To examine the effect of functional strength training in subacute stroke.
A single-blinded randomized controlled trial.
Two rehabilitation units.
Eighteen patients in the subacute phase post stroke, randomly allocated to a functional strength training (intervention) group (n = 8) and a training-as-usual (comparison) group (n = 10).
The functional strength training group participated in functional progressive strength training of the affected lower extremity. The training-as-usual group had traditional training, excessive muscle power being avoided to prevent associated reactions. All trained 50 minutes five days a week for four weeks.

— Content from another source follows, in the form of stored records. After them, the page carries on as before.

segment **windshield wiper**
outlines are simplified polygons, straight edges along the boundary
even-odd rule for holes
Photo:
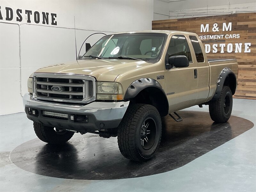
[[[127,57],[127,56],[125,56],[124,55],[123,56],[118,56],[118,57],[109,57],[108,59],[132,59],[132,60],[137,60],[140,61],[142,60],[139,59],[137,59],[137,58],[134,58],[133,57]]]
[[[90,58],[93,58],[93,59],[103,59],[103,57],[98,57],[98,56],[95,56],[95,55],[90,55],[89,56],[86,55],[84,56],[84,57],[90,57]]]

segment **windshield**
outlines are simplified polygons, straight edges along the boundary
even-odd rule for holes
[[[158,60],[166,36],[155,33],[127,33],[104,36],[88,50],[82,59],[93,56],[103,59],[120,56],[144,60]],[[122,59],[127,59],[123,57]]]

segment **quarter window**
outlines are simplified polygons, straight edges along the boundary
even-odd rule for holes
[[[167,53],[168,57],[184,55],[188,58],[189,62],[192,62],[189,47],[186,38],[183,35],[173,35],[172,36]]]
[[[204,58],[199,41],[195,36],[189,36],[189,39],[195,51],[196,60],[198,63],[203,63],[204,62]]]

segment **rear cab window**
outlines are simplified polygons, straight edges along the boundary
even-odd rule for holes
[[[198,63],[204,63],[204,58],[197,38],[195,36],[189,36],[189,39],[195,51],[196,61]]]

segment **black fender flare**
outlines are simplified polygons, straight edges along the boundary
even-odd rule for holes
[[[230,74],[232,74],[231,75],[234,76],[235,77],[236,82],[234,82],[234,83],[236,85],[235,87],[236,89],[237,82],[236,78],[236,75],[230,68],[226,67],[222,70],[221,72],[220,72],[220,74],[219,76],[219,78],[218,78],[218,80],[217,83],[217,86],[216,88],[216,90],[215,91],[214,96],[212,99],[212,100],[217,100],[220,97],[220,93],[221,92],[221,90],[223,87],[223,86],[224,85],[224,83],[225,82],[225,80],[227,77]],[[235,94],[235,89],[234,92],[232,91],[232,93],[233,95]]]
[[[134,98],[142,90],[149,87],[155,87],[161,90],[167,99],[166,94],[161,85],[157,81],[151,78],[141,78],[133,82],[126,91],[124,99]]]

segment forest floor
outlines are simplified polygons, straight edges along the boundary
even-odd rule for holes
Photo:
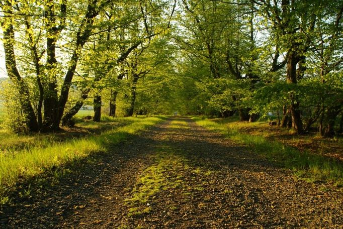
[[[13,198],[0,227],[342,228],[341,190],[298,180],[191,119],[111,147]]]

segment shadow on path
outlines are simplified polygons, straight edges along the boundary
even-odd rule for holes
[[[107,147],[111,153],[29,181],[47,181],[31,185],[29,197],[20,197],[27,184],[21,194],[14,193],[0,213],[0,227],[334,228],[343,221],[341,193],[297,181],[290,171],[185,117],[169,118]],[[178,176],[182,185],[161,189],[151,197],[148,212],[130,215],[125,198],[163,149],[183,164],[162,174]]]

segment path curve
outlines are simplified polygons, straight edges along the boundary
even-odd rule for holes
[[[341,192],[297,180],[189,119],[111,152],[3,209],[1,227],[343,228]]]

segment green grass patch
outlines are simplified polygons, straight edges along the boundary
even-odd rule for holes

Maximum weight-bearing in standing (primary outcome), isometric muscle strength, gait speed and items of Motor Assessment Scale.
Maximum weight-bearing on the affected leg improved more in the functional strength training group (mean 17.4% of body weight) than in the training-as-usual group (mean 5.6% of body weight), but taking test data at inclusion into consideration, the difference in change was not statistically significant (P = 0.056). More patients in the functional strength training group (57%) could weight-bear on the affected leg while stepping forward, than in the training-as-usual group (17%). Improvement was clinically significant in 7 of 9 outcome measures in the functional strength training group (effect size > or = 0.80, large), but in only 3 of 9 in the training-as-usual group. All patients in the functional strength training group and 70% of the patients in the training-as-usual group rated their overall status as 'much' or 'very much' improved.
This pilot study indicates that functional strength training of lower extremities improves physical performance more than traditional training.